Before we get into the strategies of protection, let’s identify what constitutes personal information. It includes:
- Full Name
- Phone Number
- Email address
- Social security number
- Biometric data
If you consider how many times a business has asked you for this information, you will understand just how exposed your personal data is. You may not consider it a big deal until you are in the throes of a situation where your identity has been stolen.
You Need to Maintain Control
Your personal information is exchanged in nearly every transaction you take part in online. In response to this, you need to understand what these organizations use this information for, and how exposure of your sensitive data diminishes your data privacy. Obviously, the goal is to keep this information out of the hands that will take advantage of it and bring detrimental situations to your doorstep.
Once you realize that you can’t trust companies with your personal information, you have started to understand the lay of the land. In Europe, the establishment of the General Data Protection Regulation (GDPR) brought the first major privacy protection law, and you are beginning to see more governments considering what to do in regard to data privacy. In many parts of the world, privacy has been nonexistent. Monitoring your information is a great way to turn that trend on its head.
As of now, people continuously distribute their information to organizations with the confidence that those organizations are going to keep that data safe. This hasn’t worked out that well for the individual, but that doesn’t seem to deter them from sharing this information anyway.
Only 10 percent of people feel like they have control over their own data, but less than 25 percent of surveyed respondents believed companies are doing enough to protect it. What is strange is that 92 percent of respondents of the same survey said that they would like to have absolute control over their personal data, with 87 percent seeking the ability to remove personal data from the Internet if it negatively affects their reputation.
Just being diligent about who you give your data to simply isn’t enough to protect it; and with so few options available to do so, an individual’s best bet is to understand the threats they face. These include:
- Vulnerabilities in applications - Data breaches are mostly caused by software that isn’t updated with up-to-date threat definitions. This problem can happen to any organization that isn’t diligently updating the software it uses.

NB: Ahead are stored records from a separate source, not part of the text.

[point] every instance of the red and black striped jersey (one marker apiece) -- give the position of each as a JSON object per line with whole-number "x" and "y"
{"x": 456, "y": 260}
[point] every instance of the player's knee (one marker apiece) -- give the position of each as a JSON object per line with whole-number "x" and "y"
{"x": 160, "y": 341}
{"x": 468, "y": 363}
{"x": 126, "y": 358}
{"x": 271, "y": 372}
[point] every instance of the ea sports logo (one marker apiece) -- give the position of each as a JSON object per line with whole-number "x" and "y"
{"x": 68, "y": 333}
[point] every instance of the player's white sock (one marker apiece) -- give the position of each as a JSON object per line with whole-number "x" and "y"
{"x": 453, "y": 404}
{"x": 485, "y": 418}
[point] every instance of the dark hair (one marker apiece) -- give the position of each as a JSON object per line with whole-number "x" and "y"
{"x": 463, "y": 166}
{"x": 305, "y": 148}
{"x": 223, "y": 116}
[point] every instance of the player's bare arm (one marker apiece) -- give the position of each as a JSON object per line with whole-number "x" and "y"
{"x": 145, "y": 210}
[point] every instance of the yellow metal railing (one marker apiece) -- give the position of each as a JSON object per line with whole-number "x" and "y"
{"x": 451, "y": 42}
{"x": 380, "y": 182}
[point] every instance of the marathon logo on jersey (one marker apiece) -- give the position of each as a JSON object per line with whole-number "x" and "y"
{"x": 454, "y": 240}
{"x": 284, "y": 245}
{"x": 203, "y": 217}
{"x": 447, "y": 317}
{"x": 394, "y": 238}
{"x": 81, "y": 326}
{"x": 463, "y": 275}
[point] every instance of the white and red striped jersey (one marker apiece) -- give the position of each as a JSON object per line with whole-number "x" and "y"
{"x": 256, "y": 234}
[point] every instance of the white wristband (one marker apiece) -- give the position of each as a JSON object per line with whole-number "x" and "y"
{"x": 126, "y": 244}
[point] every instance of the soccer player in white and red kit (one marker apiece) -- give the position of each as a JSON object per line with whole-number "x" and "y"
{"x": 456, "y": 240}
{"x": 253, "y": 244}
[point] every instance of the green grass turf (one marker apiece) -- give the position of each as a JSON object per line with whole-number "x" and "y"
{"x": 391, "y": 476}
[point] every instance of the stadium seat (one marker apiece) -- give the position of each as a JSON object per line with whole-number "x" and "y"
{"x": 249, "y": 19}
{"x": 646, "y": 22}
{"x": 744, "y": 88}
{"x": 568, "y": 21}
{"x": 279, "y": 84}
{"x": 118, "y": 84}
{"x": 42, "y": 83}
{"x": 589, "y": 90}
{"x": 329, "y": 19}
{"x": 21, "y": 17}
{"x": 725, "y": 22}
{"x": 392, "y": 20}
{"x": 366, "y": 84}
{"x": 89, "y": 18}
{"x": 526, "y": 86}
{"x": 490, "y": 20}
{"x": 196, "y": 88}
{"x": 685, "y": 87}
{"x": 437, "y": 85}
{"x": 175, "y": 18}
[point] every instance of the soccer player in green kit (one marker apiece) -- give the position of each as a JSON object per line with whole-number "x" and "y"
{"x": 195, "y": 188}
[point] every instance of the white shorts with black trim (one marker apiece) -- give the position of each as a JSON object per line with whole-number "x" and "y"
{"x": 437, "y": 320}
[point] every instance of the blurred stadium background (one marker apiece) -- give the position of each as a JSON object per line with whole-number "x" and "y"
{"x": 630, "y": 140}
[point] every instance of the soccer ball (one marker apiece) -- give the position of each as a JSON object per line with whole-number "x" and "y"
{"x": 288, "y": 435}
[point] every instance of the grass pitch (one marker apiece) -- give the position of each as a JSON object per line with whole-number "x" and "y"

- Poorly trained workers/sabotage - You wouldn’t believe just how many massive data breaches are caused by the people that a business depends on the most. If your staff isn’t properly trained, or you have disgruntled employees that have access to sensitive information, those situations could end poorly for you.
- Lack of response - Even if you have all the security you need in place, breach is still a possibility. That’s why it is crucial to be prepared in the event of a breach that your organization has the tools and expertise to mitigate the situation before it becomes a problem.
- Refusal to dispose of data - Your organization may find the data it takes in useful for multiple reasons, but if you sever ties with customers, vendors, and staff, it is your responsibility to securely dispose of their personal information. A failure to do so in a timely fashion could lead to a negative situation. Get rid of the data you no longer need, especially if it contains sensitive information.
- Collection of unnecessary data - If data is a form of currency, it stands to reason that it will be shared between companies. If you don’t need the data, however, why do you have it? Possessing data you don’t intend to use--or don’t need--can lead to losing track of it.
People provide personal information all the time, and unfortunately, the organizations they are giving it to don’t understand how to protect it properly; or, worse yet, actively use it for their own monetary benefit. With the lack of effort by these organizations, individuals have no choice but to take a diligent approach to keep sensitive data away from hackers, and keep their identities secure.